The wearable tech market may have grown last year, thanks in no small part to the success of the Apple Watch, but you wouldn’t think that was the case if you’ve been reading anything other than analyst reports. Fitbit’s device sales have been declining, Nokia is dumping its digital health business, and Wear OS (formerly Android Wear) hasn’t appeared on a new piece of hardware in over a year. Wearable makers, right now, are leaning heavily on specialized devices—stuff beyond your basic step-counters—while they try to convince people to wear a Smart Thing on their bodies for longer than a few months.
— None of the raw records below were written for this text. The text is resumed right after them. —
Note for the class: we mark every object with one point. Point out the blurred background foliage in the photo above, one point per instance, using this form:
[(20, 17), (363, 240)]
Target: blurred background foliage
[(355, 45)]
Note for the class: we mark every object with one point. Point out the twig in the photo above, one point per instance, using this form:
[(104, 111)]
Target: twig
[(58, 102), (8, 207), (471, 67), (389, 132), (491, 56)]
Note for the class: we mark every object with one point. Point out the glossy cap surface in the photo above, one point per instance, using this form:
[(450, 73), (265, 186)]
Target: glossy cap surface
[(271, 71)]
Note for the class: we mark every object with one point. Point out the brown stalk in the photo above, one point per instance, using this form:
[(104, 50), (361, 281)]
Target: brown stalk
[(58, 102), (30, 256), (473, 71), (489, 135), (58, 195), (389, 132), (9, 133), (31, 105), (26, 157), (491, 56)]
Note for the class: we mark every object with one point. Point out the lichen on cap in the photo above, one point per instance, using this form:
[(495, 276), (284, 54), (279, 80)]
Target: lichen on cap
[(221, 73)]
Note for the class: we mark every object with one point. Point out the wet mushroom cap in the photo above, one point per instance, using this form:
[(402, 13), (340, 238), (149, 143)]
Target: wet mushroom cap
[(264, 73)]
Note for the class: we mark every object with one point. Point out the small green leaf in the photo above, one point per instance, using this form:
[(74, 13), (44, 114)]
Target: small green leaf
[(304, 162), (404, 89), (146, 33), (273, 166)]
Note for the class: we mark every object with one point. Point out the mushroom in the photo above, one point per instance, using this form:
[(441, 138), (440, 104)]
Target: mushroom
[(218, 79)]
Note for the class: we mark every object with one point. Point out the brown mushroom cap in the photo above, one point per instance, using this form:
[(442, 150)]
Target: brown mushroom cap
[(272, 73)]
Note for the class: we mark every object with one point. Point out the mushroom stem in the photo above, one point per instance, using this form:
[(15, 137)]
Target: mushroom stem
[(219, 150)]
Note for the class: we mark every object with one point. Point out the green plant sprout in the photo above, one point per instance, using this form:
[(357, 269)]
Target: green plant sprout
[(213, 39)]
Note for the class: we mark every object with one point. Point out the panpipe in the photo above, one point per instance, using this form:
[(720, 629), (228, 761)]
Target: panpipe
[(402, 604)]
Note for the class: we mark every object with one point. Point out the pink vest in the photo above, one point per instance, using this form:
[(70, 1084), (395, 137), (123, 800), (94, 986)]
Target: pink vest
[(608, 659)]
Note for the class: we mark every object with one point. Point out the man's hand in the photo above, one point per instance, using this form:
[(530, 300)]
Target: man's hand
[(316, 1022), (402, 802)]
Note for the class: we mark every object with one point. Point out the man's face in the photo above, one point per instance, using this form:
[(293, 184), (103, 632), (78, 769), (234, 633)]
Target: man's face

That’s what Boston-based Whoop has been doing in the three years since it first launched: targeting elite athletes and Fortune 500 CEOs (both are part of its marketing) with its sensor-filled, nylon activity tracker and analytics platform. Whoop’s been charging professional and collegiate sports teams anywhere from $1,000 to $2,000 per player for access to the company’s in-depth stats tracking, and the company boasts NFL and NBA teams as clients. Regular people who want to try the band and analyze their performance can do so for a $500 fee. Now, Whoops is turning that model on its head.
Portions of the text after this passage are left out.